Papilio chrapkowskoides, the broadly green-banded swallowtail, is a species of swallowtail butterfly from the genus Papilio that is found in the Republic of the Congo, Uganda, Rwanda, Burundi, Tanzania, Guinea, Sierra Leone, Liberia, Ivory Coast, Ghana, Togo, Benin, Nigeria, Cameroon, Gabon, the Democratic Republic of the Congo, and Angola.

Description
The blue or greenish median band of the upper surface is broad, 10—14 mm. broad 
at the hindmargin of the forewing, 10—17 mm. in the middle of the hindwing and distinctly widened posteriorly; the spot in cellule 2 of the hindwing always completely covers the base of the cellule and the spot in 1 c is very long and always reaches the cell. The green-blue spot in the cell of the forewing above reaches basad at least to the middle of cellule 2; forewing beneath without large yellowish submarginal spots, at the most with a few small spots near to the margin. Sierra Leone to the Congo region and Equatoria.

Biology
The larvae feed on Calodendrum capense, Vepris, and Citrus species.

Subspecies
Papilio chrapkowskoides chrapkowskoides (eastern Congo Republic, south-western Uganda, Rwanda, Burundi, western Tanzania)
Papilio chrapkowskoides nurettini  Koçak, 1983  (Guinea, Sierra Leone, Liberia, Ivory Coast, Ghana, Togo, Benin, Nigeria, Cameroon, Gabon, Congo, Angola, Central African Republic, Congo Republic, western Uganda)
Papilio chrapkowskoides nerminae Koçak, 1983 (São Tomé and Principe)

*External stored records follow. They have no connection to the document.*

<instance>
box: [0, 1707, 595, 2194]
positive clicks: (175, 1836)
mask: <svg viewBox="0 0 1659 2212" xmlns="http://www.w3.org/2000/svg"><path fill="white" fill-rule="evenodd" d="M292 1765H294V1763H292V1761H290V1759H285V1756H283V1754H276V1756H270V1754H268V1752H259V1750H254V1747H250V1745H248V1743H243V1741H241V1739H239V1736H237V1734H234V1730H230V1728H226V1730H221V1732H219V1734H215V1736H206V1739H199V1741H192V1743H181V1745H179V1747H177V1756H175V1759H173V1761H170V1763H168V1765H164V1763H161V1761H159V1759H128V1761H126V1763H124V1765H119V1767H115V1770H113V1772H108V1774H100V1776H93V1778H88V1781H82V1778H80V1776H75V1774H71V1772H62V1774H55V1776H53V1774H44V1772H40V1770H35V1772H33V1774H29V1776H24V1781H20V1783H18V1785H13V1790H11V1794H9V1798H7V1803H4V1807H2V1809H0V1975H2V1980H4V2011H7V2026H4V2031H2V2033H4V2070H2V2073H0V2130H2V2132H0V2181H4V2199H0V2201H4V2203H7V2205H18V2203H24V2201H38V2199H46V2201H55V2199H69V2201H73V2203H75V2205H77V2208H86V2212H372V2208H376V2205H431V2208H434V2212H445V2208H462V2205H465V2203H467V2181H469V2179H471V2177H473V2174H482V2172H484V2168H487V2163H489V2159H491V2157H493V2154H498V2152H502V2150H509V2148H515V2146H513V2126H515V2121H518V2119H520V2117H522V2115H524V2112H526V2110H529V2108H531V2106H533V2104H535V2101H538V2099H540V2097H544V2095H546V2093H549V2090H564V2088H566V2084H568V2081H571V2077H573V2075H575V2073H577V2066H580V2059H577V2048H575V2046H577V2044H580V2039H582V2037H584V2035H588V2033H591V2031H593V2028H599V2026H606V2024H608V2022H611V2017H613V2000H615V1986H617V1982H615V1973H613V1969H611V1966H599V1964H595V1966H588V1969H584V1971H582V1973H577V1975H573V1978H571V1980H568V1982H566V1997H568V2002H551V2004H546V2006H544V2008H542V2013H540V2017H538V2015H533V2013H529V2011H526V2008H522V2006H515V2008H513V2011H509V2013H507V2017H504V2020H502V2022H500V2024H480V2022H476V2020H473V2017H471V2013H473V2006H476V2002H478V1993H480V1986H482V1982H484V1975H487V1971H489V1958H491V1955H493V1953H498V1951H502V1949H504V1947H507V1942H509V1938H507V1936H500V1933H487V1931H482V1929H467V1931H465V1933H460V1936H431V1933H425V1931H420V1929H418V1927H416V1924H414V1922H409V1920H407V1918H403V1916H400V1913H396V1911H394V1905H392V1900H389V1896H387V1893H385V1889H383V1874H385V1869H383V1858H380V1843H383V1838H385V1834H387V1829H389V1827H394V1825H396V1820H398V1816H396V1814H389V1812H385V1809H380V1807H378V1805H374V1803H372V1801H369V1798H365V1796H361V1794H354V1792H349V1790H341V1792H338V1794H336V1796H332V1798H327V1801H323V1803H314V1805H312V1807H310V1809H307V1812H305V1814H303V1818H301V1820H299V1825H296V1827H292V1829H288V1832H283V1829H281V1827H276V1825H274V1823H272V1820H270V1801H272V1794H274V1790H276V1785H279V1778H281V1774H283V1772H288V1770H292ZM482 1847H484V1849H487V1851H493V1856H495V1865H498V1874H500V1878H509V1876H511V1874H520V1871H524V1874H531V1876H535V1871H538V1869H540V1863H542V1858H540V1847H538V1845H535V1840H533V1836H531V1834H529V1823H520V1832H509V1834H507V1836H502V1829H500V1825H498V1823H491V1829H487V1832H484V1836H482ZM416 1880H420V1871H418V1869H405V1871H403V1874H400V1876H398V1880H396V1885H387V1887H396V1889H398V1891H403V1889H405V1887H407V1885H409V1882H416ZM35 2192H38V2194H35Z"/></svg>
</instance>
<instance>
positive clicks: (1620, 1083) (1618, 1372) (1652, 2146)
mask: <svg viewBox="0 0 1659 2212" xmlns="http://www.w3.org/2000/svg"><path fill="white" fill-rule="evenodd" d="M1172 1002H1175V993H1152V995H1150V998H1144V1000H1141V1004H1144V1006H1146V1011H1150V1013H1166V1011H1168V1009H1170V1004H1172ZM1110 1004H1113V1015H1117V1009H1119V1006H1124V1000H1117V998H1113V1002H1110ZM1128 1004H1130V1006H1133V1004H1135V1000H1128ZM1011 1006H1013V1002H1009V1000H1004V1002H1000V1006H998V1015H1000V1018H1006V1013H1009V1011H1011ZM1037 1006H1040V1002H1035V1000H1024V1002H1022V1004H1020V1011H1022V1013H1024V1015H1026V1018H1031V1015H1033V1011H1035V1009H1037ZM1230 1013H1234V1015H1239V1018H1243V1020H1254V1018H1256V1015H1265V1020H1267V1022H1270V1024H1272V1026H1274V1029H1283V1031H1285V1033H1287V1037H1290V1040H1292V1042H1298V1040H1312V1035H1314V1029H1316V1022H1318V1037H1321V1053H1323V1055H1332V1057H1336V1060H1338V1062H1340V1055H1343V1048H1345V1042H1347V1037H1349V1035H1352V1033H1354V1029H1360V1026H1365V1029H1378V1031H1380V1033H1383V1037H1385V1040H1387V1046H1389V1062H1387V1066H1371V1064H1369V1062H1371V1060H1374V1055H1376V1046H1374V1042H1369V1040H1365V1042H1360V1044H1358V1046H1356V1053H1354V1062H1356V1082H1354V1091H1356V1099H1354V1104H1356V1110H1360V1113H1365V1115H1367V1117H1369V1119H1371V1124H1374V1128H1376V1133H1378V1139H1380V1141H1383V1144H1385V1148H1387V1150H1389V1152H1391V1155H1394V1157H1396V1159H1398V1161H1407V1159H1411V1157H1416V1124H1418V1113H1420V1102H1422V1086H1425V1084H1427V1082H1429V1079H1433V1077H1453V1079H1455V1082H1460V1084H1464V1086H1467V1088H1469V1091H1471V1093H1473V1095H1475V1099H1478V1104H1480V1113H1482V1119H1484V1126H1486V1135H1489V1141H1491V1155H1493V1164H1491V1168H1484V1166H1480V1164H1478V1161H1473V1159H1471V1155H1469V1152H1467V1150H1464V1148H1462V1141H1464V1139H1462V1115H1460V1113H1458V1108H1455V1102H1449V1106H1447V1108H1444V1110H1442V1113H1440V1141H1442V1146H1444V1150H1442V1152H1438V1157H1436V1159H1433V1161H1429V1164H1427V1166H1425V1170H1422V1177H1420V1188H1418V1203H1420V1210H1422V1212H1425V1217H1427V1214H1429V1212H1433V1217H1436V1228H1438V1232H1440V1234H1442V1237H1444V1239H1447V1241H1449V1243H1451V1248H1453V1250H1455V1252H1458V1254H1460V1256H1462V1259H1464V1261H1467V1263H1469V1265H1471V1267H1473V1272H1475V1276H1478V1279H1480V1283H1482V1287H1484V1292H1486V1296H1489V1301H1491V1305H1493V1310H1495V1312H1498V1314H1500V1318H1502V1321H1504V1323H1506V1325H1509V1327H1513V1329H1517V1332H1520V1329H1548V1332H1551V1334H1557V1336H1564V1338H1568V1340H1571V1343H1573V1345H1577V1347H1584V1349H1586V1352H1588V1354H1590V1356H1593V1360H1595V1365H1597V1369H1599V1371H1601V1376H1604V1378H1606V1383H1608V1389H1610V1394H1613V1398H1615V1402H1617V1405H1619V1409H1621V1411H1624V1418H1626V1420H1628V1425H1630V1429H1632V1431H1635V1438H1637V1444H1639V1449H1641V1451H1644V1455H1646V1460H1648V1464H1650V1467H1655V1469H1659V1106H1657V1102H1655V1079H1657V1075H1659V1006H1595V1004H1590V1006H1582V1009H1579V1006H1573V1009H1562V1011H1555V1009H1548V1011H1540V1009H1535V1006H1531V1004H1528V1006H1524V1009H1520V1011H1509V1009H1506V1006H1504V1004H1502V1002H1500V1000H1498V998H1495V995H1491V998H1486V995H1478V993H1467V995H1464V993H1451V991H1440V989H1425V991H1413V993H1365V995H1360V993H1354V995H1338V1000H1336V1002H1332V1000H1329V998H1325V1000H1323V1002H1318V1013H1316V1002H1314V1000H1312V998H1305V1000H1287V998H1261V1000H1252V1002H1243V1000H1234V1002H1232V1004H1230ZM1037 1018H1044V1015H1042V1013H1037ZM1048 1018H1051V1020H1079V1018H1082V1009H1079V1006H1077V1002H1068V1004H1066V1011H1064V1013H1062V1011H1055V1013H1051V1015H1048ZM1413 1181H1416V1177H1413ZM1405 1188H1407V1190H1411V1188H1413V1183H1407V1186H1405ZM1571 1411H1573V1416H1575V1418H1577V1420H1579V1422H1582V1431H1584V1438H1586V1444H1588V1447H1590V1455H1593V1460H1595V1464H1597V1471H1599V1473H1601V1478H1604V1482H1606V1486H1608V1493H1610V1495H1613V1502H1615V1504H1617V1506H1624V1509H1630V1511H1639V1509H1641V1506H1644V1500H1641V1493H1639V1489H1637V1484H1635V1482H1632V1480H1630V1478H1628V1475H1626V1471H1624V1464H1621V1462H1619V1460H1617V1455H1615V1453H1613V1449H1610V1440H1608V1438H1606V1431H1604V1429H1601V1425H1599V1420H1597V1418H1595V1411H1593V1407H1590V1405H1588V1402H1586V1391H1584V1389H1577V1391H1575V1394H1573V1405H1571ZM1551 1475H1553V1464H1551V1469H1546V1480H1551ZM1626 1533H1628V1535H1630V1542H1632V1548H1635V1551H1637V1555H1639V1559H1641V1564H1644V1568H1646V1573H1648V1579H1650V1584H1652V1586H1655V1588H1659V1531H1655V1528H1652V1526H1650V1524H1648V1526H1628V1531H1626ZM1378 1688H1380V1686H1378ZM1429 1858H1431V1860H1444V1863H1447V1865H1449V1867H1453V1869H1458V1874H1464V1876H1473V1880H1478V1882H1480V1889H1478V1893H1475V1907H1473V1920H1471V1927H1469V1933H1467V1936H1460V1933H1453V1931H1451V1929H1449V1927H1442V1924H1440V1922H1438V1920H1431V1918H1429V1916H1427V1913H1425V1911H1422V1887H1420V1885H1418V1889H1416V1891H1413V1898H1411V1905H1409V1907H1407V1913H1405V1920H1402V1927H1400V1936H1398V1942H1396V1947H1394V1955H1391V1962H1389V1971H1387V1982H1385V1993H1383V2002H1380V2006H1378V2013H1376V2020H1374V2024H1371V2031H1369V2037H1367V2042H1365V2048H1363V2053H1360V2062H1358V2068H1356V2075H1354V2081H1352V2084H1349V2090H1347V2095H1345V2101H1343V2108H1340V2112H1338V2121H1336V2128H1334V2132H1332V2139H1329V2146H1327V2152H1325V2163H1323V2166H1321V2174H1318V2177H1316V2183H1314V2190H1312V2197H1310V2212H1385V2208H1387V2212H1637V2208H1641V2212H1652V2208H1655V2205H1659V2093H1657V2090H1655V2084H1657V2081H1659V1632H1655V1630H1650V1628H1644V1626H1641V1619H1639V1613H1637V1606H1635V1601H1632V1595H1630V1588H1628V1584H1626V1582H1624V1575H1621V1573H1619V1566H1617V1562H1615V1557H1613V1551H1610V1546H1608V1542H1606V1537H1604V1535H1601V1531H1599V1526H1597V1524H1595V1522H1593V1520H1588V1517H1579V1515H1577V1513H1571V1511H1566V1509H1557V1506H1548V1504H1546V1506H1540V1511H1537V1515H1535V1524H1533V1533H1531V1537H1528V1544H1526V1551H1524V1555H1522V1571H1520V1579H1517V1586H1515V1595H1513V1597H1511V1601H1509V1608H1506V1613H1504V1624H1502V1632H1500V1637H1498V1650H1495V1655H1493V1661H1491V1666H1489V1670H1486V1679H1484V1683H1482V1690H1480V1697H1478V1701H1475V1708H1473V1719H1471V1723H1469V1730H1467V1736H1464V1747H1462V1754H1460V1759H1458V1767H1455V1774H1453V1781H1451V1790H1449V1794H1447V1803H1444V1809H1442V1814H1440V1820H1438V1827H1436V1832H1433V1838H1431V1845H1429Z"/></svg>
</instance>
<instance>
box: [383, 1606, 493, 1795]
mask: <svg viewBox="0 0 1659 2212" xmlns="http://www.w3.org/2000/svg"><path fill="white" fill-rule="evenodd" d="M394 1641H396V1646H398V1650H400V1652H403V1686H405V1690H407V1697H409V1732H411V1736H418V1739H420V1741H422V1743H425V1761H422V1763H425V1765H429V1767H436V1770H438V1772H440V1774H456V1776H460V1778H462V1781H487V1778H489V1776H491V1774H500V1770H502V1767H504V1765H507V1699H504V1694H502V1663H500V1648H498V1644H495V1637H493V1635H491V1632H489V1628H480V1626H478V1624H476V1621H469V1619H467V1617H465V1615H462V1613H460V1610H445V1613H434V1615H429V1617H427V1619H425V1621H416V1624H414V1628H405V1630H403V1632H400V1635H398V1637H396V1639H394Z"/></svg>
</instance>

Papilio chrapkowskoides nerminae is treated as a full species by some authors.

Taxonomy
Papilio chrapkowskoides is a member of the Papilio genus, of which Papilio appalachiensis and Papilio xuthus are also members. Papilio chrapkowskoides belongs to a clade called the nireus species group with 15 members. The pattern is black with green or blue bands and spots and the butterflies, although called swallowtails lack tails with the exception of Papilio charopus and Papilio hornimani. The clade members are:

Papilio aristophontes Oberthür, 1897
Papilio nireus Linnaeus, 1758 
Papilio charopus Westwood, 1843
Papilio chitondensis de Sousa & Fernandes, 1966 
Papilio chrapkowskii Suffert, 1904
Papilio chrapkowskoides Storace, 1952 
Papilio desmondi van Someren, 1939 
Papilio hornimani Distant, 1879
Papilio interjectana Vane-Wright, 1995
Papilio manlius Fabricius, 1798 
Papilio microps Storace, 1951
Papilio sosia Rothschild & Jordan, 1903
Papilio thuraui Karsch, 1900
Papilio ufipa Carcasson, 1961
Papilio wilsoni Rothschild, 1926

Description
Reflecting the confused separation between Papilio bromius and P. chrapkowskii. Very similar to P. chrapkowskii, but pale mottling and submarginal spots below not so well developed. Cilia of forewing black, not white, as in P. chrapkowskii. A somewhat unstable race with frequent transitions to the two previous races: P. bromius and P. chrapkowskii.